A little over a year ago, Portuguese Stack Overflow opened to a wildly successful public beta. Shortly after, Japanese Stack Overflow along with Russian Stack Overflow followed suit in becoming very strong communities where programmers get stuff done, and we couldn't be prouder of them.
I'm pleased to announce that we've finally hired a Spanish-speaking community manager, and that work on a Spanish site will begin within the next 30 days. More about this will be posted on our blog in the next few days.
We've also made translations a nearly community-owned endeavor through our partner Transifex. Anyone with time, skill and interest can help work on translations, while 'trusted' members of a new community review and approve them; very close to how things work on the site itself. The process still requires the support of a developer and community manager, but the quality of our translations and pace at which they're completed have significantly improved.
In the 'hopper' we've got a few more languages that seem like good candidates for localization from a technical standpoint. Turkish, German & Korean stand at the front. Since each new site is an enormous undertaking, our goal with each one is to reach the largest group of developers we're currently not serving as well as we should.

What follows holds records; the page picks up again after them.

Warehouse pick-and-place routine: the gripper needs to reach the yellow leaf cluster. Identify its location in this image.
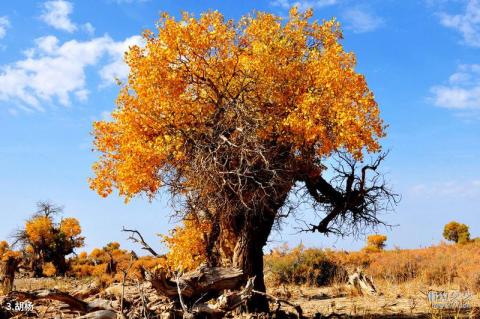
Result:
[90,9,384,200]
[60,217,82,238]
[0,240,21,261]
[162,217,210,271]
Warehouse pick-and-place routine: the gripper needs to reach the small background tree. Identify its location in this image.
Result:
[443,221,470,244]
[364,234,387,252]
[14,202,85,277]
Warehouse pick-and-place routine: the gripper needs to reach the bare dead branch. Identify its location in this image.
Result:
[122,227,159,257]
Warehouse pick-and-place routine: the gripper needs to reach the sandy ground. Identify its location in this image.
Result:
[0,278,480,319]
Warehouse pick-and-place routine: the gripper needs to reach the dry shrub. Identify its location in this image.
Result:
[265,245,337,286]
[69,242,165,287]
[42,262,57,277]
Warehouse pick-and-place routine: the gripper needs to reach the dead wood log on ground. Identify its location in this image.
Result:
[348,268,377,295]
[8,290,112,314]
[149,267,244,300]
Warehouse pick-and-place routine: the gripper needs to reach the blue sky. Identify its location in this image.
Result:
[0,0,480,255]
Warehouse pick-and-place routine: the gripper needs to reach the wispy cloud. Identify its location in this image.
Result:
[0,16,10,39]
[0,35,142,111]
[438,0,480,47]
[40,0,77,33]
[430,64,480,110]
[409,180,480,198]
[342,8,385,33]
[270,0,339,11]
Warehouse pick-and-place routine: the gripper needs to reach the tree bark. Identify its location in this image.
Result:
[0,257,18,294]
[233,214,275,312]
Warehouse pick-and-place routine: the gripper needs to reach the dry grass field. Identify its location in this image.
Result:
[1,242,480,319]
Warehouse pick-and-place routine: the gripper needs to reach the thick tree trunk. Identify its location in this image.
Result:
[233,214,275,312]
[0,257,18,294]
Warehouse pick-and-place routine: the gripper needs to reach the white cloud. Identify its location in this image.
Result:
[0,35,142,111]
[82,22,95,35]
[40,0,77,33]
[439,0,480,47]
[0,16,10,39]
[270,0,339,11]
[430,64,480,110]
[342,8,384,33]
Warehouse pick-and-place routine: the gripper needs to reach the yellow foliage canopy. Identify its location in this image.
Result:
[90,9,384,200]
[162,217,210,271]
[60,217,82,238]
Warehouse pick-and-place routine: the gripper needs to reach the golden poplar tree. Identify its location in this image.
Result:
[90,8,393,310]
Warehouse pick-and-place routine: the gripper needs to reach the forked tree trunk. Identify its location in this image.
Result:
[0,257,18,294]
[233,214,275,312]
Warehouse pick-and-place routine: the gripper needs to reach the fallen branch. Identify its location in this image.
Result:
[348,268,377,295]
[8,290,112,314]
[122,227,159,257]
[252,290,303,319]
[147,267,243,301]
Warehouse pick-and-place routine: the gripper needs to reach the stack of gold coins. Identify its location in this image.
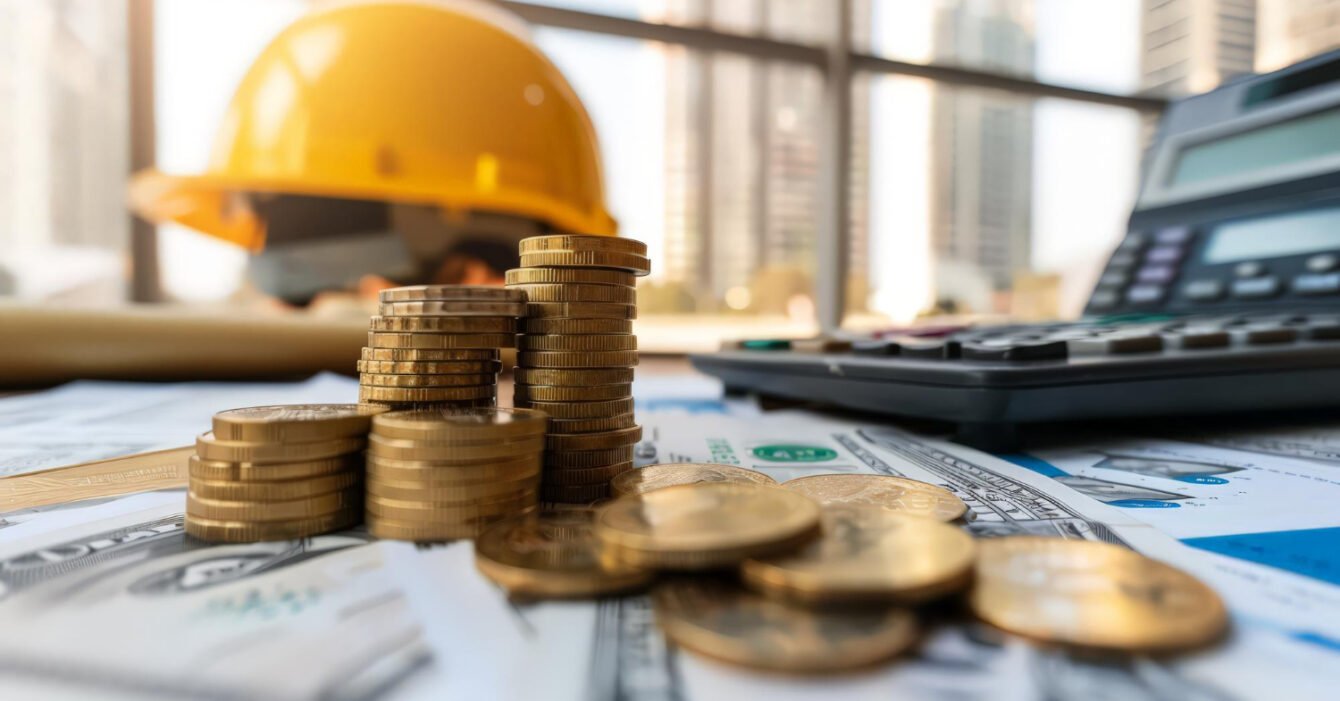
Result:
[366,406,547,540]
[507,236,651,503]
[358,285,525,409]
[186,403,386,543]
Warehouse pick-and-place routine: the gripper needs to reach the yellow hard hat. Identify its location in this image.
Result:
[130,1,618,251]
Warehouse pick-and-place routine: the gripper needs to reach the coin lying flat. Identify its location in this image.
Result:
[474,509,654,598]
[595,483,820,570]
[969,536,1227,653]
[740,504,976,606]
[520,317,632,334]
[507,268,637,287]
[213,403,386,442]
[378,284,525,302]
[373,407,548,444]
[654,578,917,673]
[517,233,647,256]
[196,432,367,462]
[185,509,363,543]
[521,251,651,276]
[783,474,967,521]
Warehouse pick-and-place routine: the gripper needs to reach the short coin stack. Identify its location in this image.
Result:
[366,407,548,540]
[186,403,386,543]
[358,285,525,409]
[507,235,651,503]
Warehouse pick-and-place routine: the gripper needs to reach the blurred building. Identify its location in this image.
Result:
[1140,0,1254,97]
[1256,0,1340,72]
[930,0,1033,298]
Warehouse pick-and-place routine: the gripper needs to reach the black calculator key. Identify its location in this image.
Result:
[1068,332,1163,355]
[961,339,1068,361]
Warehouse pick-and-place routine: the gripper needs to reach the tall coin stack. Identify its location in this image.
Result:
[507,236,651,503]
[358,285,525,409]
[367,407,547,540]
[186,403,386,543]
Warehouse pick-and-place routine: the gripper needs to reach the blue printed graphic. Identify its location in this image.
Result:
[1183,528,1340,586]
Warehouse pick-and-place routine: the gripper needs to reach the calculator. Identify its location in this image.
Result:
[693,52,1340,444]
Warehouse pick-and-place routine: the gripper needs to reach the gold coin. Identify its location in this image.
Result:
[367,331,516,350]
[517,233,647,256]
[654,576,918,673]
[186,487,363,523]
[544,460,632,487]
[367,470,540,503]
[783,474,967,521]
[362,347,498,363]
[524,302,638,320]
[595,483,820,570]
[474,509,654,598]
[358,385,497,402]
[186,470,363,501]
[511,284,638,304]
[519,317,632,335]
[521,251,651,276]
[517,397,632,418]
[358,361,503,375]
[373,407,548,444]
[213,403,385,442]
[367,316,516,334]
[540,484,610,504]
[516,334,638,351]
[185,509,363,543]
[366,492,539,524]
[358,373,498,387]
[377,300,525,316]
[544,426,642,450]
[610,462,777,496]
[186,453,363,483]
[507,268,638,287]
[367,507,536,541]
[196,432,367,464]
[512,367,634,387]
[378,284,525,302]
[740,504,976,606]
[969,536,1229,653]
[367,454,544,487]
[549,413,638,433]
[367,433,544,462]
[544,445,632,469]
[516,351,638,369]
[512,382,632,402]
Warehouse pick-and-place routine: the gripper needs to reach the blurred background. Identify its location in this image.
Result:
[0,0,1318,350]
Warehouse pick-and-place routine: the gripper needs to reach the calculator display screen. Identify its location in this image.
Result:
[1202,206,1340,264]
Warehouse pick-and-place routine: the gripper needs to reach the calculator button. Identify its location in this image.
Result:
[1144,245,1182,268]
[1293,272,1340,295]
[1182,280,1223,302]
[1233,275,1280,299]
[962,339,1067,361]
[1230,324,1298,346]
[1126,284,1163,304]
[1307,253,1340,272]
[1233,260,1265,277]
[1068,334,1163,355]
[1135,265,1177,284]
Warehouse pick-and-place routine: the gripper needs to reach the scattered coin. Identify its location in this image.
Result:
[654,578,917,673]
[783,474,967,521]
[595,483,820,570]
[610,462,777,496]
[741,504,976,606]
[969,536,1227,653]
[474,509,653,598]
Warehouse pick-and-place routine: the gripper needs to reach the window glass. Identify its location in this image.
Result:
[847,76,1140,328]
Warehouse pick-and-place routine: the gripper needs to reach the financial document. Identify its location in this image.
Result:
[0,378,1340,701]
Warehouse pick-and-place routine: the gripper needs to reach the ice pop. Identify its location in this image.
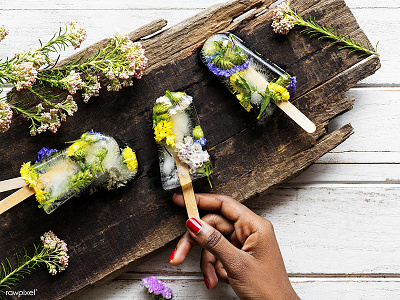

Deciding on the next language is not purely about how many people speak a language. It's more about how many developers speak a language, and aren't likely to be very proficient in English. There are also many technical, and sometimes political complications that we have to consider.
We're looking at years worth of data that we have in order to determine where the next largest net-win for developer inclusion might be. Fragments of this exist, such as TOEIC scores, but the best insight comes from our own data, as the largest active developer community in the world. We're making some interesting discoveries, and plan to share them publicly in the months to come.
What's next, and when?
After Spanish, it's going to be a bit of time before we're ready to take on another language. I can't say precisely how long other than much longer than I'm comfortable asking people to wait, while the Area 51 process itself continues to raise people's expectations.
What's important for everyone that has proposed Stack Overflow in another language is that we've heard you, and we know there's interest. If you propose something and it's closed, it's not us saying no. It's simply us saying not yet, and probably not for a while, but we're working on it.
When we're ready to start the next language, we will post here, and reach out to the folks that showed interest in the associated proposal. I wish we could do all of them, right now, because of how successful the sites we've completed have been. We'll keep working, and promise to keep folks abreast.